Two man stand in an office, smiling for the camera.
Jiro "Jerry" Enomoto, right, became the fourth director of the state prison system. He's seen here with P.J. Morris, Deputy Director of Institutions. (Undated.)
Director Enomoto portrait with 1970s style clothing.
Jiro “Jerry” Enomoto

Jiro “Jerry” Enomoto, former director for the department, passed away at age 89 on January 17, 2016. He worked for the department for 28 years, leading the agency for six years.

Enomoto started his career as a Parole Agent in 1952, working his way up to Director of the California Department of Corrections.

In 1971, he became one of the first non-white prison wardens when he was appointed as superintendent of California Correctional Institution at Tehachapi by then-Gov. Ronald Reagan. Previously, Enomoto served as deputy superintendent at the Correctional Training Facility in Soledad.

From 1975 to 1980, he served as the first Asian-American director of the Department. For eight years, beginning in 1994, he went on to serve as the United States Marshal for the Eastern District of California, appointed by then-President Bill Clinton.

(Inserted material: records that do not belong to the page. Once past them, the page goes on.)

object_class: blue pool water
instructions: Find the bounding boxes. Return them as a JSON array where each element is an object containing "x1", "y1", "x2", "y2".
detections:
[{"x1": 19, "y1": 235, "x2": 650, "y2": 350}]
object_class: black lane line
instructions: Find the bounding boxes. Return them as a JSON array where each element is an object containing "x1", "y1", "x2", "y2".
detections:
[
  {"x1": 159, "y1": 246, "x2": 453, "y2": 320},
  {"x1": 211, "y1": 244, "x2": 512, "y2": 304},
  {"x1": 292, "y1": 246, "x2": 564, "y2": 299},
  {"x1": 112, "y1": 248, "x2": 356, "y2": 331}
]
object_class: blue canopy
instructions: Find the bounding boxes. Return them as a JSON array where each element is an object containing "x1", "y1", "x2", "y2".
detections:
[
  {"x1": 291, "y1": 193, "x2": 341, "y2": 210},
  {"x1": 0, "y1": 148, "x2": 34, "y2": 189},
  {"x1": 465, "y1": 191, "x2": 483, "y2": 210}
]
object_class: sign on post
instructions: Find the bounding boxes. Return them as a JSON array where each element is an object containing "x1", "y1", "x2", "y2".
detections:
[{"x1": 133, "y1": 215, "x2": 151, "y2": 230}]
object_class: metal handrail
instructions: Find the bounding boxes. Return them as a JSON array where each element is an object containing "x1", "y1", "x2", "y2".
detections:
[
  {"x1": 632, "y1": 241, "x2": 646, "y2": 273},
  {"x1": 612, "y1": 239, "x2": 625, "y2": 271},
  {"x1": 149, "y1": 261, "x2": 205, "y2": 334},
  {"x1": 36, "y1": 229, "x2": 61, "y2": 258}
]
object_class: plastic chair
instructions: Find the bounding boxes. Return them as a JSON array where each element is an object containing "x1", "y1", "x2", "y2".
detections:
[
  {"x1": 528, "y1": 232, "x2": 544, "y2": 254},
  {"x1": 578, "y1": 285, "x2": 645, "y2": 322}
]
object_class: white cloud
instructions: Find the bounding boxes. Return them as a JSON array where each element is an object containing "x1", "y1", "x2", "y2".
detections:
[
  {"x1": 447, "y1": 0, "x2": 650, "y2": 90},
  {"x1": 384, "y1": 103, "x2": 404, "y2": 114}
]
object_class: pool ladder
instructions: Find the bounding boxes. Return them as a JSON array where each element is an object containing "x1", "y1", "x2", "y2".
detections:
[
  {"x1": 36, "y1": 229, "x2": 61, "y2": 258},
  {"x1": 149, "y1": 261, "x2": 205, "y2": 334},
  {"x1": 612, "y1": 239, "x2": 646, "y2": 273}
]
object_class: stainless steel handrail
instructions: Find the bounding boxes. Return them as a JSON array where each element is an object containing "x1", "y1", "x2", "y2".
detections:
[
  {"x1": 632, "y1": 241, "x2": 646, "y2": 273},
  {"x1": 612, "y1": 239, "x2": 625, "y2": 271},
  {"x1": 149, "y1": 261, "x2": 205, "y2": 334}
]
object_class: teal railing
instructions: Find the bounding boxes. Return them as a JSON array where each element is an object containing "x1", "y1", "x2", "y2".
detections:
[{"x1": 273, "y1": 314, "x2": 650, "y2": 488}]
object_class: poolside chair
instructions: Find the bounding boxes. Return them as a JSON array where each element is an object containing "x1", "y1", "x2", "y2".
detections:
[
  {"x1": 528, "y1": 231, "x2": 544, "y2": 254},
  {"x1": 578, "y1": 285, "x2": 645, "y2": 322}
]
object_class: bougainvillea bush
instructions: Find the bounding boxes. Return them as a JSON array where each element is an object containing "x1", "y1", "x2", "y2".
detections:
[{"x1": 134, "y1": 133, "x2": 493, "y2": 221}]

When he finally retired in 2002, Rep. Robert Matsui spoke about Enomoto and his service to the state and nation.

“As Director of Corrections, Jerry would become the first Asian Pacific American to manage a state department in California history,” Matsui told the House of Representatives. “Jerry secured the greatest honor of his unparalleled career when he became the first Asian Pacific American appointed as a United States Marshal.”